Li Zhijing, Tian Liwei, Jiang Yiping, Huang Yucheng
IEEE/ACM Trans Comput Biol Bioinform. 2024 Nov-Dec;21(6):2156-2166. doi: 10.1109/TCBB.2024.3451348. Epub 2024 Dec 10.
Relation extraction, a crucial task in understanding the intricate relationships between entities in biomedical domains, has predominantly focused on binary relations within single sentences.

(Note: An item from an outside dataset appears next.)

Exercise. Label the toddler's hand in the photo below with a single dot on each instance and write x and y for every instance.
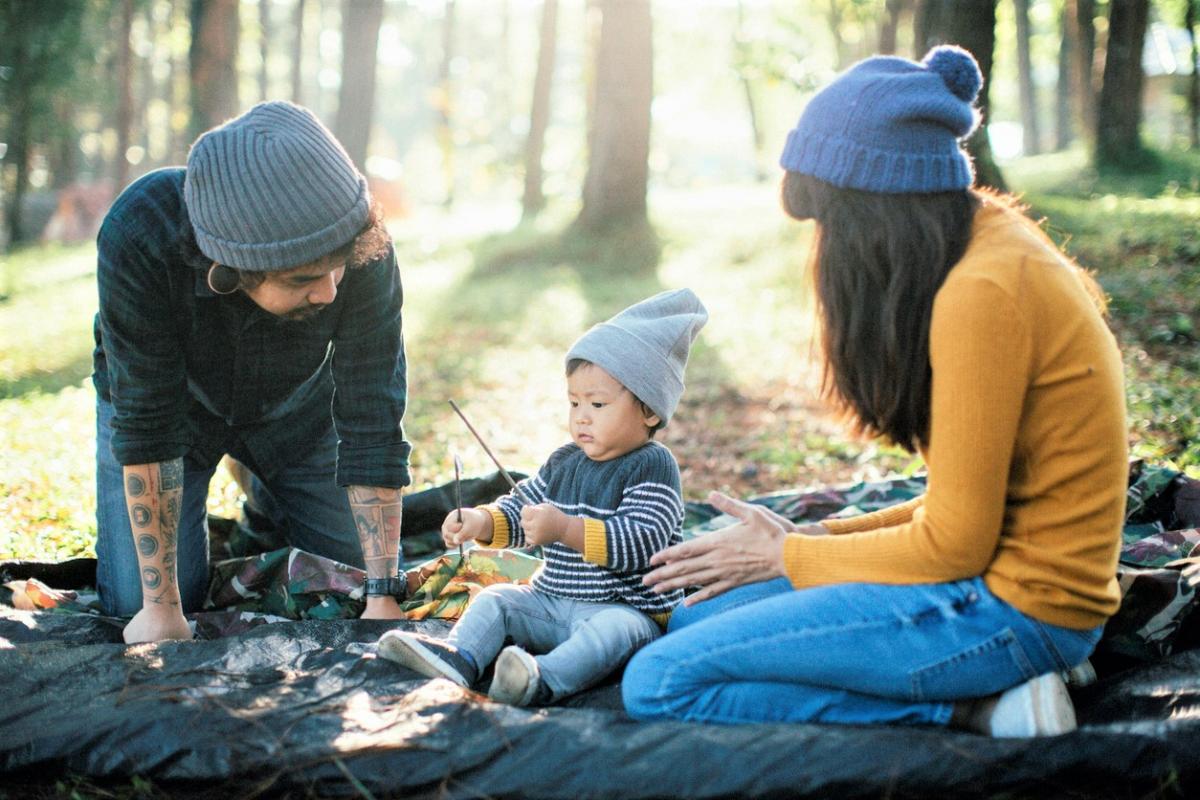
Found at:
(543, 523)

However, in practical biomedical scenarios, relationships often extend across multiple sentences, leading to extraction errors with potential impacts on clinical decision-making and medical diagnosis. To overcome this limitation, we present a novel cross-sentence relation extraction framework that integrates and enhances coreference resolution and relation extraction models. Coreference resolution serves as the foundation, breaking sentence boundaries and linking entities across sentences. Our framework incorporates pre-trained deep language representations and leverages graph LSTMs to effectively model cross-sentence entity mentions. The use of a self-attentive Transformer architecture and external semantic information further enhances the modeling of intricate relationships. Comprehensive experiments conducted on two standard datasets, namely the BioNLP dataset and THYME dataset, demonstrate the state-of-the-art performance of our proposed approach.
关系抽取是理解生物医学领域实体间复杂关系的一项关键任务,主要聚焦于单句内的二元关系。然而,在实际的生物医学场景中,关系常常跨越多个句子,这会导致抽取错误,对临床决策和医学诊断产生潜在影响。为克服这一局限,我们提出了一种新颖的跨句关系抽取框架,该框架整合并增强了共指消解和关系抽取模型。共指消解作为基础,打破句子边界并跨句链接实体。我们的框架纳入了预训练的深度语言表示,并利用图长短期记忆网络(Graph LSTM)来有效地对跨句实体提及进行建模。自注意力Transformer架构和外部语义信息的使用进一步增强了对复杂关系的建模。在两个标准数据集,即生物自然语言处理(BioNLP)数据集和时间信息提取(THYME)数据集上进行的综合实验证明了我们所提方法的领先性能。